Michael Rubens Bloomberg
Michael Rubens Bloomberg
1942-
Bloomberg, founder of Bloomberg LP and Bloomberg Philanthropies, was born in Boston. He graduated from The Johns Hopkins University in 1964 with a B.S. in Electrical Engineering. While a sophomore at Johns Hopkins, he constructed the school’s mascot, the blue jay. In 1966, he earned his M.B.A. from Harvard University.
After working at Salomon Brothers, a Wall Street investment bank where he headed equity trading and later systems development, he launched his own technology startup in 1981 to provide real-time data and analysis to the financial service industry. It has grown into a global company that employs over 19,000 people in seventy-three countries. He led the company for twenty years before entering public service full-time in 2001.
Bloomberg was elected mayor of New York City less than two months after the terrorist attacks of September 11, 2001 and served for three terms. Under his leadership, the city rebounded faster and stronger than expected. His administration raised high school graduation rates by forty percent, cut crime by a third, reduced the city’s carbon footprint by nearly twenty percent, and increased life expectancy by three years. His economic policies, which supported entrepreneurs, small businesses, and emerging industries such as tech and bioscience, helped to create a record number of jobs. After leaving City Hall in 2013, he resumed leadership of Bloomberg LP.

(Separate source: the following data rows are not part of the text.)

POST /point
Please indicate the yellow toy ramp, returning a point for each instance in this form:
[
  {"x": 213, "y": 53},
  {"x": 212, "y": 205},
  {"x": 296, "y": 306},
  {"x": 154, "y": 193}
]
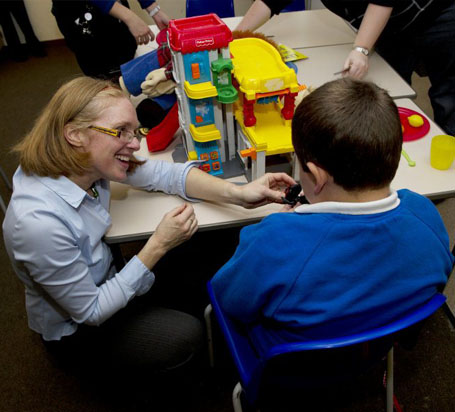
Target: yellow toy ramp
[
  {"x": 271, "y": 133},
  {"x": 259, "y": 68}
]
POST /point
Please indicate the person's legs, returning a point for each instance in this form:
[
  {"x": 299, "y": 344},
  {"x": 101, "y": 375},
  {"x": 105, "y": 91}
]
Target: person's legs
[
  {"x": 15, "y": 49},
  {"x": 437, "y": 46},
  {"x": 19, "y": 12}
]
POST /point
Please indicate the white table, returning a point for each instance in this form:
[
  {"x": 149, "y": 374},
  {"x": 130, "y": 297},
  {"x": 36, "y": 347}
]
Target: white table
[
  {"x": 136, "y": 213},
  {"x": 324, "y": 61},
  {"x": 422, "y": 178},
  {"x": 309, "y": 28}
]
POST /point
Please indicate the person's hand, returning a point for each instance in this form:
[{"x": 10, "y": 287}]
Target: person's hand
[
  {"x": 139, "y": 29},
  {"x": 267, "y": 189},
  {"x": 176, "y": 227},
  {"x": 356, "y": 65},
  {"x": 161, "y": 20},
  {"x": 157, "y": 84}
]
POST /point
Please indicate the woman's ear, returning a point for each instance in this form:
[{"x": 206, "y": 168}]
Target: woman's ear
[
  {"x": 75, "y": 137},
  {"x": 319, "y": 175}
]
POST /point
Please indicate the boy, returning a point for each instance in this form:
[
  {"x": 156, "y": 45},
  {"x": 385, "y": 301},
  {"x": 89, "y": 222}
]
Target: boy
[{"x": 359, "y": 254}]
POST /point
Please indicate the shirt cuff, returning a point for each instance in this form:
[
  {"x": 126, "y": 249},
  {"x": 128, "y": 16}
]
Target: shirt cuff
[
  {"x": 137, "y": 276},
  {"x": 188, "y": 166}
]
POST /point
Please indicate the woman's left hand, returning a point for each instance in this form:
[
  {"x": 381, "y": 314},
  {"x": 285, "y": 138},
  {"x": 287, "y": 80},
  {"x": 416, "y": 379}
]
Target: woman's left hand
[{"x": 267, "y": 189}]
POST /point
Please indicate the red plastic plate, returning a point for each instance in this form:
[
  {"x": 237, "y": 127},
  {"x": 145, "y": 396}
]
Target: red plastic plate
[{"x": 412, "y": 133}]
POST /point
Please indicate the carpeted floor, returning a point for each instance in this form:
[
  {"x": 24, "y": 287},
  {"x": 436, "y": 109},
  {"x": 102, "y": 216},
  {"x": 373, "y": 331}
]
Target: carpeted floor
[{"x": 30, "y": 381}]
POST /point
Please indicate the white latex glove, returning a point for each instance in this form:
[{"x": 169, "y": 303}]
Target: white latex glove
[
  {"x": 356, "y": 64},
  {"x": 156, "y": 83},
  {"x": 122, "y": 85}
]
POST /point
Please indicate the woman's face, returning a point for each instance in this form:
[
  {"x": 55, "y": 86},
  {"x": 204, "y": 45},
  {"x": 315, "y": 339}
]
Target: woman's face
[{"x": 110, "y": 155}]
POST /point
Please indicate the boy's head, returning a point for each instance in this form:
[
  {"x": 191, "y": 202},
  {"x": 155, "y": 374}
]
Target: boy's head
[{"x": 352, "y": 130}]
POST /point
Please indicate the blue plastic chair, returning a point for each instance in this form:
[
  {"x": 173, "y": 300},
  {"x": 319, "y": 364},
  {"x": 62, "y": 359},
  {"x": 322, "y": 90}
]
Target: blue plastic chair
[
  {"x": 286, "y": 365},
  {"x": 296, "y": 5},
  {"x": 223, "y": 8}
]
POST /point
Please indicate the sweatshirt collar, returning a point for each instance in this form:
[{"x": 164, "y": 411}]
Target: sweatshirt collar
[{"x": 355, "y": 208}]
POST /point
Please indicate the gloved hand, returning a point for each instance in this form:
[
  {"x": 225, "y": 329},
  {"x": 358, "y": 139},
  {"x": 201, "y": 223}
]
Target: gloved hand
[
  {"x": 356, "y": 65},
  {"x": 122, "y": 85},
  {"x": 156, "y": 83}
]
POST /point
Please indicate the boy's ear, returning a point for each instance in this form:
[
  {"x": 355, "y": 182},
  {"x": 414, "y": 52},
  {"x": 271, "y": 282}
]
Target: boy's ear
[
  {"x": 320, "y": 177},
  {"x": 74, "y": 136}
]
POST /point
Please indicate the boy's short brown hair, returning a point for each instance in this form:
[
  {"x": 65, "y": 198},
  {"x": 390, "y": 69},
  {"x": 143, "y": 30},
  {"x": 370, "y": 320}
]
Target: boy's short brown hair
[{"x": 352, "y": 130}]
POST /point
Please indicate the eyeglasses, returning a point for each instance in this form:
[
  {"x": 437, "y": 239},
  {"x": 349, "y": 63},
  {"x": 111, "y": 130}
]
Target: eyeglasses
[{"x": 124, "y": 135}]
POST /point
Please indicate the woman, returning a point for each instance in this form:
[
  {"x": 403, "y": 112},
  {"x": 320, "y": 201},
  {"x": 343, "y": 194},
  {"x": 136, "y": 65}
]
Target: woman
[{"x": 58, "y": 215}]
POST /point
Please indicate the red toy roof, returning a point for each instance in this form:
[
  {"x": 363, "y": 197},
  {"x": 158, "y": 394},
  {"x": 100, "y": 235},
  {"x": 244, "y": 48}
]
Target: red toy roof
[{"x": 193, "y": 34}]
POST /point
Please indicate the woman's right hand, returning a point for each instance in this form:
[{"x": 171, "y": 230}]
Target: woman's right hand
[{"x": 176, "y": 227}]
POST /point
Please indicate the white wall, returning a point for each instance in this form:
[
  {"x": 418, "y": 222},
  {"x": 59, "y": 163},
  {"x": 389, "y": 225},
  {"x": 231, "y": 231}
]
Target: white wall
[{"x": 46, "y": 29}]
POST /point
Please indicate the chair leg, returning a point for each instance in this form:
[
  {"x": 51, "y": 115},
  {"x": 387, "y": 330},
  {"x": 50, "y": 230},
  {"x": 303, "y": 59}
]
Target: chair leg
[
  {"x": 2, "y": 205},
  {"x": 389, "y": 384},
  {"x": 5, "y": 179},
  {"x": 208, "y": 325},
  {"x": 236, "y": 401}
]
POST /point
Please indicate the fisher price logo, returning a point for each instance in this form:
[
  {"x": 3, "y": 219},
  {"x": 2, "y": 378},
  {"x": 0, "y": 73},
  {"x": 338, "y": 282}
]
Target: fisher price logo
[{"x": 205, "y": 42}]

Bloomberg has been strongly committed to philanthropy throughout his career. His foundation, Bloomberg Philanthropies, employs a unique data-driven approach to its five main focus areas: public health, education, the environment, the arts, and government innovation. Bloomberg also leads a number of bi-partisan coalitions that are taking action on urgent national and international issues, including climate change, illegal guns, immigration reform, and infrastructure investment. Bloomberg has served as the UN Secretary-General’s Special Envoy for Cities and Climate Change since 2014, and in 2016, he was named the World Health Organization’s Global Ambassador for Noncommunicable Diseases.

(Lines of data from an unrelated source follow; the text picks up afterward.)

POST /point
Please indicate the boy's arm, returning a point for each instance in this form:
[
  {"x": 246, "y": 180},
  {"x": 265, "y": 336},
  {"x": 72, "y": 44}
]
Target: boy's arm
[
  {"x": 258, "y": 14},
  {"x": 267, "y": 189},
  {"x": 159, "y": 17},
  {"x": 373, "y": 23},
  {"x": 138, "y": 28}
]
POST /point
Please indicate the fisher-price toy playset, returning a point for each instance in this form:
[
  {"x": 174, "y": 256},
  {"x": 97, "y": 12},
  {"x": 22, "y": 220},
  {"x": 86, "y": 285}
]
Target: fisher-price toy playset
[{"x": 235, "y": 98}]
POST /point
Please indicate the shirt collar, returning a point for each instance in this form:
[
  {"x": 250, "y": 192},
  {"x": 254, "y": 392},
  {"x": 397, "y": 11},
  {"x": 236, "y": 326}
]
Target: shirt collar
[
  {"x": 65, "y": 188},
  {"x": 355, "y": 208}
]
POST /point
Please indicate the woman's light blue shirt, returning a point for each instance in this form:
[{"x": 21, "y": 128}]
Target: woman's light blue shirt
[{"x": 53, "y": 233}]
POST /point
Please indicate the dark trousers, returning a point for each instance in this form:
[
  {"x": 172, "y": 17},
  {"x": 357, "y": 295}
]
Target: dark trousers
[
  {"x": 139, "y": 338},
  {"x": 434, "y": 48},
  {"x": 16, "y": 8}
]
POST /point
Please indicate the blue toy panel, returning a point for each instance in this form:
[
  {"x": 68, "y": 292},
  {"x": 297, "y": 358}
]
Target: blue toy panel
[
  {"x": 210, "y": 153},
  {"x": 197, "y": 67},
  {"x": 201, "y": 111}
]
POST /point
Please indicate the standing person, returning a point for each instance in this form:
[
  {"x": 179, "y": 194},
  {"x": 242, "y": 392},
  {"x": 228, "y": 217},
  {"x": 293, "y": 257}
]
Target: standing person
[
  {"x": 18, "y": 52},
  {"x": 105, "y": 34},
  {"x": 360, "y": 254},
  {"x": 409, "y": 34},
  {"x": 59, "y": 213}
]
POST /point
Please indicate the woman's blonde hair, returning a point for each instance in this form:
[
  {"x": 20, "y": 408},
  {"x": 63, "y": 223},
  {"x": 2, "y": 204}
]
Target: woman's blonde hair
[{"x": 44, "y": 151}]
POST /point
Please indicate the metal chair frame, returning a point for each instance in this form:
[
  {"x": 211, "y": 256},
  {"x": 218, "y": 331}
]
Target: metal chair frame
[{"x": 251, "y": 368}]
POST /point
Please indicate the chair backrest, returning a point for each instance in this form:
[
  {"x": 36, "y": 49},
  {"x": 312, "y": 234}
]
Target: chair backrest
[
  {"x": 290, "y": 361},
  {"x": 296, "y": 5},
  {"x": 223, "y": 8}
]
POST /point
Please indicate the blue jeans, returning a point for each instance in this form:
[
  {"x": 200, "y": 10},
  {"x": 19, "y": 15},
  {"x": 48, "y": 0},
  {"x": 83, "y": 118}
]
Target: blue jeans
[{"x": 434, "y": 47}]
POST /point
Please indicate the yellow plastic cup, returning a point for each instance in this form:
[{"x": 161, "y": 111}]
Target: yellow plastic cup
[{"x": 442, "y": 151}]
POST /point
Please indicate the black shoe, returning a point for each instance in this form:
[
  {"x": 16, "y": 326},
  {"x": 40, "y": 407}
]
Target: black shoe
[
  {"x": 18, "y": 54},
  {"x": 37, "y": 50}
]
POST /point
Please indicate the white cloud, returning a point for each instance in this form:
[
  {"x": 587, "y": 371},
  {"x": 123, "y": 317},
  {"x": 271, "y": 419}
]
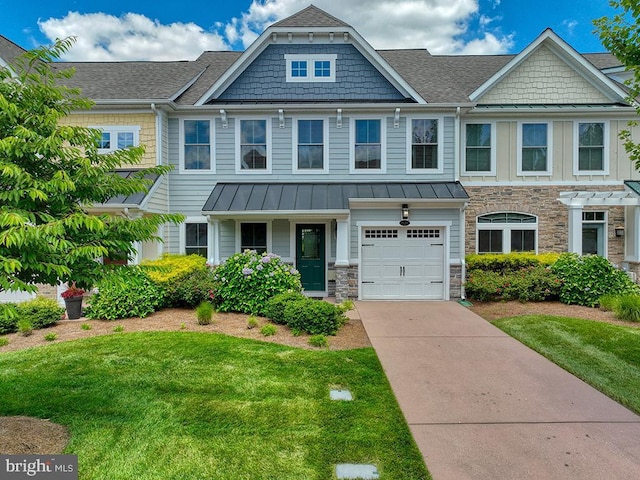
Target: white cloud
[
  {"x": 102, "y": 37},
  {"x": 438, "y": 25}
]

Bloomberg served as chairman of the Johns Hopkins University board of trustees from 1996 until 2002. He has donated over $1 billion to Johns Hopkins, including gifts to the Johns Hopkins Bloomberg School of Public Health, The Johns Hopkins University, the Johns Hopkins University School of Medicine, and The Johns Hopkins Hospital. The Charlotte R. Bloomberg Children’s Center at Johns Hopkins, named for his mother and funded largely through his generosity, opened in 2012.